Ramen: $0.99 a pack.  

Parsley to garnish: $1.47 a bunch.  

For an extra special night, eat out of clean dishes instead of guesstimating which of your bowls look the least like breeding grounds for undiscovered fungi.  



Cards are just pretty money-holders — kind of like a hotdog bun that nobody cares about. We’ve already established that money is being kept out of the picture here, so cards are definitely irrelevant.


Giant Stuffed Animals

Let’s break down the purpose of the giant furry mass in which you’re considering investing. What is bae going to do with that? Cuddle (hopefully). You know what else bae can cuddle with? You. And if your relationship is legal, access to you is free. Don’t forget: if you guys break up, that teddy bear is just going to get its head ripped off and tossed down a garburator.  

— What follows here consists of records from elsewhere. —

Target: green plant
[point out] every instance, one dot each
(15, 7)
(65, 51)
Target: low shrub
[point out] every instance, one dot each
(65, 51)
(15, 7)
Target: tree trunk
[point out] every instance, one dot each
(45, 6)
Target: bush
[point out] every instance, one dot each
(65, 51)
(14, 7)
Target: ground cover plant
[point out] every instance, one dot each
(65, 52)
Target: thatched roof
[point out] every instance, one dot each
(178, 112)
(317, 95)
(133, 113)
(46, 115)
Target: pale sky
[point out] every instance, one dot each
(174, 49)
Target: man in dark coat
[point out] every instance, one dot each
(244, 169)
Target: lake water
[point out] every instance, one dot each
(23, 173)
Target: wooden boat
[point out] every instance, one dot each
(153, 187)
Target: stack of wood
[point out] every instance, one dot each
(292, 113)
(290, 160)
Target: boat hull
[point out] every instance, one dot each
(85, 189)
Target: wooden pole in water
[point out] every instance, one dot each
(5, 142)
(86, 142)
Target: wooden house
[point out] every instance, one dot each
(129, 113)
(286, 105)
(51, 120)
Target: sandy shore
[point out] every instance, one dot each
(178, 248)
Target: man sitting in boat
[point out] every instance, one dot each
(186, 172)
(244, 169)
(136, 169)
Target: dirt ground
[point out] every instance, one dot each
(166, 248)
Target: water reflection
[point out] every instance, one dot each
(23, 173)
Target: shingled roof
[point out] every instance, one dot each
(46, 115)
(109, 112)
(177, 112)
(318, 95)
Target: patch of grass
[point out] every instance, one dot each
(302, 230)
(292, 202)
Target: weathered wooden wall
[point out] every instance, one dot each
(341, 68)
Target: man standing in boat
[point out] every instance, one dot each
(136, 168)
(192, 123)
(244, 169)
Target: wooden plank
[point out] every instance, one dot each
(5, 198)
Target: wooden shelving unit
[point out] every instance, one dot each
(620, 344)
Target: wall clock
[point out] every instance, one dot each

Make something out of macaroni and beads, spritz some glitter on top, and claim it has sentimental value. Bae can’t fight you on “sentimental value,” so you, my friend, are officially off the hook.  



Listen, if bae can deal with you in your laundry-day undies, you’ve already got ‘em locked and loaded. Why are you creating problems for yourself?


Romantic Getaways

Dude, if you weren’t going to scrape together the money for the corpses of some colourful vegetation, how did you even remember that Paris existed? Why are you even reading this? If you got here, you’re totally going to spoil your significant other; don’t lie. And you know what, if they deserve you, they deserve some of Switzerland’s main export.


If they really deserve you, you guys say “I love you” more than once a year, and you don’t need to break yourself in two over one extra day that’s only special because your calendar told you so. Forget tradition. Netflix and chill on Cupid’s birthday, and let’s just go on loving each other and ourselves like business as usual.